What dietary advice would you give a halitosis patient?

A
  • Remove food/ drink related causes.
  • Increase fluid intake (2L/ day - now contested).
  • Smoking cessation and alcohol reduction.
40
Q

What is the link between probiotics and intraoral halitosis?

A
  • Use of friendly bacteria (streptococcus salivarius strain K12) to repopulate the tongue following chlorhexidine.
  • Very limited research - routine use CANNOT be justified at present.
41
Q

What % of halitosis is caused by EXTRAORAL factors?

A

10%

42
Q

3 categories of aetiologic factors for extra oral halitosis?

A
  • Drug induced.
  • Systemic disease.
  • Habits (smoking, alcohol).
43
Q

4 areas which (when diseased) can caused ex

A
  • Nasal and pharyngeal infections.
  • Respiratory pathology.
  • GI pathology.
  • Metabolic conditions.
44
Q

Which part of the body may patients be convinced is causing their halitosis? Why is this rare?

A
  • Patients convinced their halitosis is related to GIT problems.
  • RARE cause as the OESOPHAGUS is usually COLLAPSED.
45
Q

What are the two principal methods of assessing for halitosis?

A
  • Organoleptic assessment.
  • Laboratory methods
46
Q

What are 2 laboratory methods for assessing for halitosis?

A
  • Halimeter (portable sulphide monitor).
  • Gas chromatography.
47
Q

What is the process for organoleptic assessment of halitosis (4)? What must be avoided?

A
  1. Patient closes mouth for 1 minute.
  2. Patient and dentist face each other (10cm apart).
  3. Patient exhales slowly through their mouth.
  4. Dentists assesses exhaled breath for odour.
  • Both: avoid smoking, drinking coffee/tea/juice and wearing perfumes/aftershaves.
  • Patient: avoid halitosis associated food (ex. garlic) for 48 hours.
48
Q

What could malodour from air exhaled from the nose indicate?

A

Source of problem is from nose, sinuses, respiratory or GI tracts.

49
Q

What is a halimeter?

A

Portable gas monitor (electrochemical sensor).

50
Q

What does a halimeter do? 4 disadvantages?

A
  • Objectively detects VSC.

Disadvantages:
- Cannot differentiate between different VSCs.
- More sensitive to hydrogen sulphide than methyl mercaptan.
- Very sensitive to alcohol (avoid for 12 hours).
- Expensive.

51
Q

What is the GOLD STANDARD assessment for halitosis?

A

Gas chromatography

52
Q

1 advantage and 2 disadvantages of gas chromatography?

A
  • Advantage: can differentiate and quantify specific compounds.
  • Disadvantage: expensive and time consuming laboratory testing, only available in specialist centers.
53
Q

What is the portable gas chromatography machine called?

A

OralChroma.

54
Q

What is the primary role of the dentist in managing halitosis?
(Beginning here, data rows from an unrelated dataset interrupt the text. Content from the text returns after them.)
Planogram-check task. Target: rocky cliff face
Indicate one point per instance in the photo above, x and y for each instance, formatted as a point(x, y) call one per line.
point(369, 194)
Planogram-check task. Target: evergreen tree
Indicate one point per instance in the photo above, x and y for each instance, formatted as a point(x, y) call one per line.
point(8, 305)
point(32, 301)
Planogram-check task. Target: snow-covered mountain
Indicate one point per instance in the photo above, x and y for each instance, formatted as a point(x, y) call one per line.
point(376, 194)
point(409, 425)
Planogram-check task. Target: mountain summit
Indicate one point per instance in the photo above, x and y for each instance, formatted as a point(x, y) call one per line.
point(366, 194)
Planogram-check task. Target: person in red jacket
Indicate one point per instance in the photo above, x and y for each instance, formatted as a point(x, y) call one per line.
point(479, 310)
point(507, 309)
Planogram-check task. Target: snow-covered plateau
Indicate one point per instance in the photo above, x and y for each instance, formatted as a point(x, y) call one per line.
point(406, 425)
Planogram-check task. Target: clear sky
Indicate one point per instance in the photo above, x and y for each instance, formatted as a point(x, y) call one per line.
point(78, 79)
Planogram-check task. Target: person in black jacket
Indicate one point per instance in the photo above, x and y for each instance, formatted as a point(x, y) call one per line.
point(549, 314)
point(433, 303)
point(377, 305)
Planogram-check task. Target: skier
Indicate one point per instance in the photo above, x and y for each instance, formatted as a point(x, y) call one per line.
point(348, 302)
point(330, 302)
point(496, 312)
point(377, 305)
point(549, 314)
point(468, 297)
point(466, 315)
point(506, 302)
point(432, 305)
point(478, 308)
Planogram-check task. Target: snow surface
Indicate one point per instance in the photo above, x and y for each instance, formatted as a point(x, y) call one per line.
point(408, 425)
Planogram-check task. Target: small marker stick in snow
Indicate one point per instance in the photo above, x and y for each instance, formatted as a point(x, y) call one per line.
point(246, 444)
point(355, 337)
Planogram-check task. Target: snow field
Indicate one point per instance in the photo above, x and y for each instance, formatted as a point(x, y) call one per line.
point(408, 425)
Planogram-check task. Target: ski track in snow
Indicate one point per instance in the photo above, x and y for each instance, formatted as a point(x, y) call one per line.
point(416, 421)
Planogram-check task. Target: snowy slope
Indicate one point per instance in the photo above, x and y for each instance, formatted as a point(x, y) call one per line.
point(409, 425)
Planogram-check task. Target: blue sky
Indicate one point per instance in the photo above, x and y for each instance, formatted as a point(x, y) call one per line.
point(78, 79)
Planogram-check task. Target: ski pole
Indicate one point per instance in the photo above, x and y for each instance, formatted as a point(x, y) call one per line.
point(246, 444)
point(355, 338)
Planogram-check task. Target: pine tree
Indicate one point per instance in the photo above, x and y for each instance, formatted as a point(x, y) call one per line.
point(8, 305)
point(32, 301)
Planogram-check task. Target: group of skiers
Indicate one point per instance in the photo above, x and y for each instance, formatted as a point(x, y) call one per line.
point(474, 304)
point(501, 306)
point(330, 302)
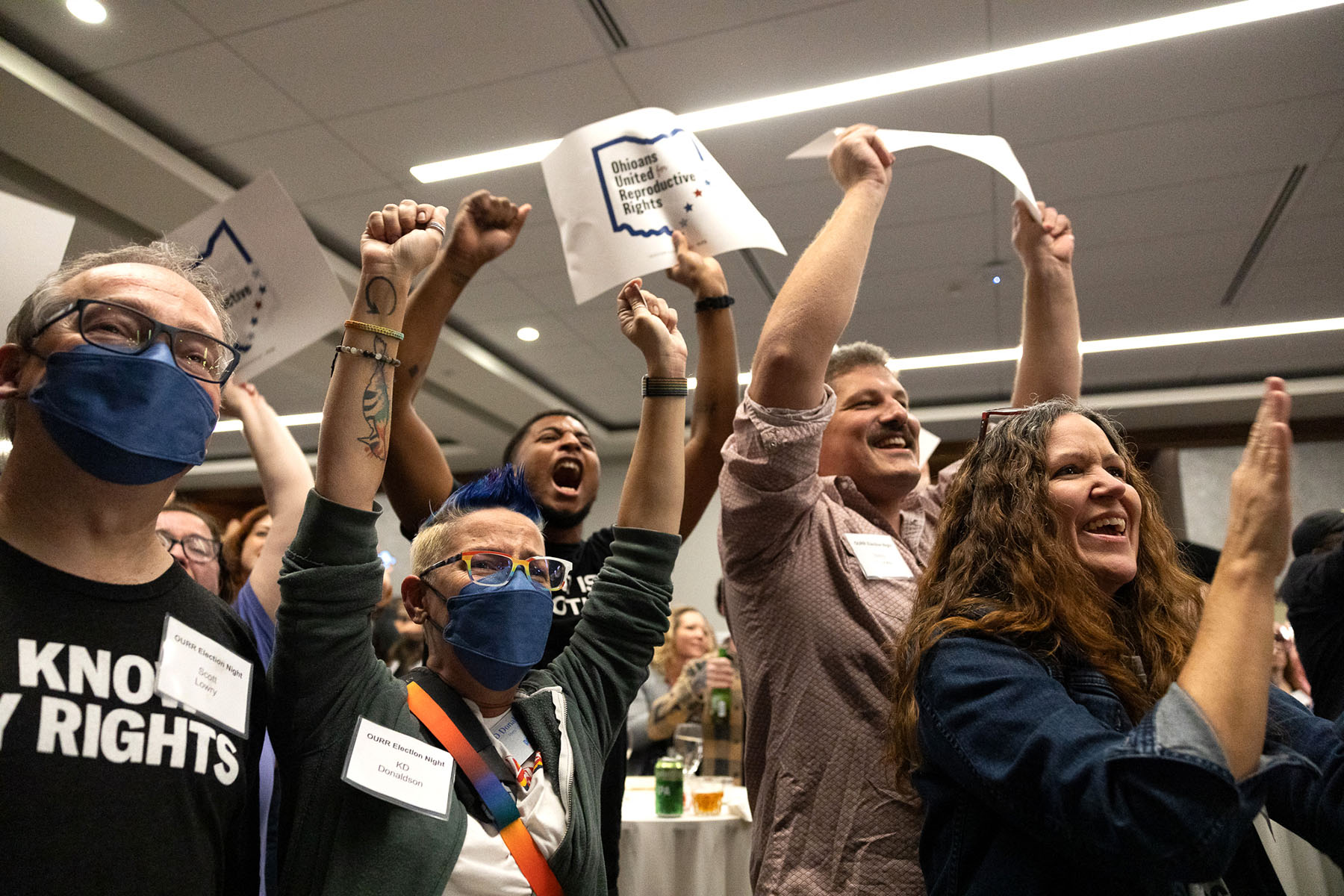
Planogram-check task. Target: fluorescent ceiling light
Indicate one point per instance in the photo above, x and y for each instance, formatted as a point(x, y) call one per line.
point(288, 420)
point(1122, 344)
point(917, 78)
point(89, 11)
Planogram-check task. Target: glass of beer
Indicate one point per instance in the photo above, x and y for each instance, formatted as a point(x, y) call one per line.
point(706, 793)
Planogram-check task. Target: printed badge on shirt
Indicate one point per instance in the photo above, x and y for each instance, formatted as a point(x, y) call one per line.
point(510, 734)
point(880, 558)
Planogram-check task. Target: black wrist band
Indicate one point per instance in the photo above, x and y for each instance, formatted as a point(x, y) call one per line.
point(712, 302)
point(663, 386)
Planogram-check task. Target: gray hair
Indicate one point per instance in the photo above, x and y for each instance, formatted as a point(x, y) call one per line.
point(853, 355)
point(50, 293)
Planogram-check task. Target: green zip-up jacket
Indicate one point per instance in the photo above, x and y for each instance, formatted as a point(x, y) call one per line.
point(335, 839)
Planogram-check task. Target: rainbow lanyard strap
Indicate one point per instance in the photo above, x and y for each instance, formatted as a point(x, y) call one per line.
point(497, 798)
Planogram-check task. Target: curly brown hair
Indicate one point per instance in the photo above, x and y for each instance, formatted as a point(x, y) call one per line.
point(665, 653)
point(233, 548)
point(1001, 567)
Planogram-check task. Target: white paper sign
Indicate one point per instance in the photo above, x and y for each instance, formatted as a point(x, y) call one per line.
point(33, 245)
point(878, 555)
point(988, 148)
point(282, 294)
point(399, 768)
point(621, 186)
point(201, 673)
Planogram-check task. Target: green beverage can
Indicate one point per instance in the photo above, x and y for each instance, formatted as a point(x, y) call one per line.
point(667, 788)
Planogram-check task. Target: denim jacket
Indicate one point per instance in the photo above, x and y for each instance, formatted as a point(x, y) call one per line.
point(1035, 781)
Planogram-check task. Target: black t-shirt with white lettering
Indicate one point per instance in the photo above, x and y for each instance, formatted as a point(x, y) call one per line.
point(588, 558)
point(108, 788)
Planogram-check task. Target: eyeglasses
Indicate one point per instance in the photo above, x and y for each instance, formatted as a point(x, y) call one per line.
point(494, 570)
point(129, 332)
point(998, 411)
point(196, 547)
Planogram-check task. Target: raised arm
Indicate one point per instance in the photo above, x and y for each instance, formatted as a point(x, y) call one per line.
point(418, 479)
point(1050, 361)
point(1229, 662)
point(715, 374)
point(285, 481)
point(356, 418)
point(651, 497)
point(815, 305)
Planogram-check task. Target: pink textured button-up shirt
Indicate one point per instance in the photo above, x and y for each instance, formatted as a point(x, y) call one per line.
point(812, 637)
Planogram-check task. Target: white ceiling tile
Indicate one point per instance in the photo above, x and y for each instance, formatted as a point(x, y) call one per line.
point(1175, 152)
point(806, 50)
point(205, 96)
point(1293, 292)
point(362, 55)
point(1142, 304)
point(340, 220)
point(309, 161)
point(1137, 370)
point(1254, 359)
point(1322, 193)
point(134, 30)
point(756, 153)
point(1018, 22)
point(243, 15)
point(648, 25)
point(1194, 75)
point(522, 109)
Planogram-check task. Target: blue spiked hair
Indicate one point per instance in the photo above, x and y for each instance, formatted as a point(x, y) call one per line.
point(500, 488)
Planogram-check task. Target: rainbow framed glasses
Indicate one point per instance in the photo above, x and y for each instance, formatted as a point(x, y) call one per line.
point(494, 568)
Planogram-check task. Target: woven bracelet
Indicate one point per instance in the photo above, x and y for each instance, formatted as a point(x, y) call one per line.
point(364, 352)
point(374, 328)
point(714, 302)
point(663, 388)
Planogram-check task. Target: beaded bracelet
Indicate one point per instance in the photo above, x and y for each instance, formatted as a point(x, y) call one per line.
point(376, 328)
point(663, 386)
point(712, 302)
point(364, 352)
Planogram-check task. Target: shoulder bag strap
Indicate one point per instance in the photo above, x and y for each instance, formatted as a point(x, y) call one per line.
point(497, 800)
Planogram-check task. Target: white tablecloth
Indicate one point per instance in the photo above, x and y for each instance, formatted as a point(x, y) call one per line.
point(687, 856)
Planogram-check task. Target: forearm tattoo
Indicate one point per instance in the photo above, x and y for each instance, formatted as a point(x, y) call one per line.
point(378, 292)
point(378, 405)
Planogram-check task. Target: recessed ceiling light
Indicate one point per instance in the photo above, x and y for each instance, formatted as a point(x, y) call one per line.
point(89, 11)
point(906, 80)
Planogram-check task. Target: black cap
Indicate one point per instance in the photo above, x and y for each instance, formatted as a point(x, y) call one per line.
point(1312, 529)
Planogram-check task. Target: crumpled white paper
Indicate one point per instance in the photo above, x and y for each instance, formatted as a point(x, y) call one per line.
point(621, 186)
point(987, 148)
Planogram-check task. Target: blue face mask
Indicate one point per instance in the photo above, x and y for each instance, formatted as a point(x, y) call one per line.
point(499, 633)
point(129, 420)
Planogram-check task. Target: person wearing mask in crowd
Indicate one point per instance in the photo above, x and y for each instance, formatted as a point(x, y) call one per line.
point(193, 541)
point(821, 536)
point(554, 448)
point(482, 588)
point(1075, 715)
point(1287, 667)
point(685, 668)
point(111, 378)
point(253, 551)
point(1313, 590)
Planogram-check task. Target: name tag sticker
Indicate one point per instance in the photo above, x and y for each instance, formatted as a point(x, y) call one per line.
point(878, 556)
point(399, 768)
point(205, 676)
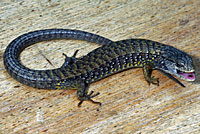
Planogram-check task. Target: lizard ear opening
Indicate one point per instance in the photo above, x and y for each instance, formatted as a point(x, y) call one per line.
point(190, 76)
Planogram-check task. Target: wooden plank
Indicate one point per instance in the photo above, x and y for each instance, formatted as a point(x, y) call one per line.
point(129, 104)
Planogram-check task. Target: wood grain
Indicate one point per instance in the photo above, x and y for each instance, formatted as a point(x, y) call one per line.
point(129, 104)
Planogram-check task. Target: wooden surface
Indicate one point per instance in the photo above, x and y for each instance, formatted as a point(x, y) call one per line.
point(129, 104)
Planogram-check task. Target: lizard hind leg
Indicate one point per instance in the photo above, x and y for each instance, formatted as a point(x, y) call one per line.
point(69, 60)
point(147, 70)
point(83, 94)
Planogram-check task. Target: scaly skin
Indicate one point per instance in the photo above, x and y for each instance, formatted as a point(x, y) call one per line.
point(110, 58)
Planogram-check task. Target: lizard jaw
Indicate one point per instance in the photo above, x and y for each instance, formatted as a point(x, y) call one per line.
point(189, 76)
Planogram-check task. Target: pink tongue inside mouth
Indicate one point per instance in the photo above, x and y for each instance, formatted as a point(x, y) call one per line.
point(188, 76)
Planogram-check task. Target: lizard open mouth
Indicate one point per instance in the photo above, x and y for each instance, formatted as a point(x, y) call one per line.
point(190, 76)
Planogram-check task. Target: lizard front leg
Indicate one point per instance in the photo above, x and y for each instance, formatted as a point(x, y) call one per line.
point(147, 70)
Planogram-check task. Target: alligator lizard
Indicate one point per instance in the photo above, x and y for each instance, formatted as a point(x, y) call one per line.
point(110, 58)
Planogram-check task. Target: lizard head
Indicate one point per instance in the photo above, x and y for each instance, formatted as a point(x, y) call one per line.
point(177, 63)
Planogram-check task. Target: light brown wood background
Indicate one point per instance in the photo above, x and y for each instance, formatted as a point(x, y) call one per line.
point(129, 104)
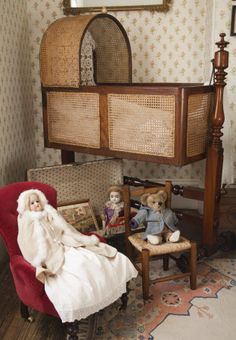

How is this achieved (4 elements to treatment plan)?

A

DIAGNOSE + MANAGE ORAL CAUSES OF HALITOSIS

  • Thorough patient/ medical history.
  • Dietary causes (dietary advice).
  • Habits (smoking and alcohol cessation).
  • Treat oral disease + maintain oral health.
55
Q

When would a general dentist refer a patient to the GMP/ Oral medicine?

A

When history, diet advice, habit advcie and treatment of oral disease have been RULED OUT and halitosis is still present (either obvious to dentist or just the patient).

56
Q

What are further investigations (after referral) that are done (2)?

A
  • Rule out systemic problems (ex. diabetes).
  • Referal to ENT (nasopharyngeal conditions ex. pharyngeal pouches and foreign bodies).
57
Q

When is a patient diagnosed with psychogenic halitosis? What is done in such cases?

A
  • Once ALL other causes have been ruled out (both intra and extra oral).
  • Counselling and psychiatric referral.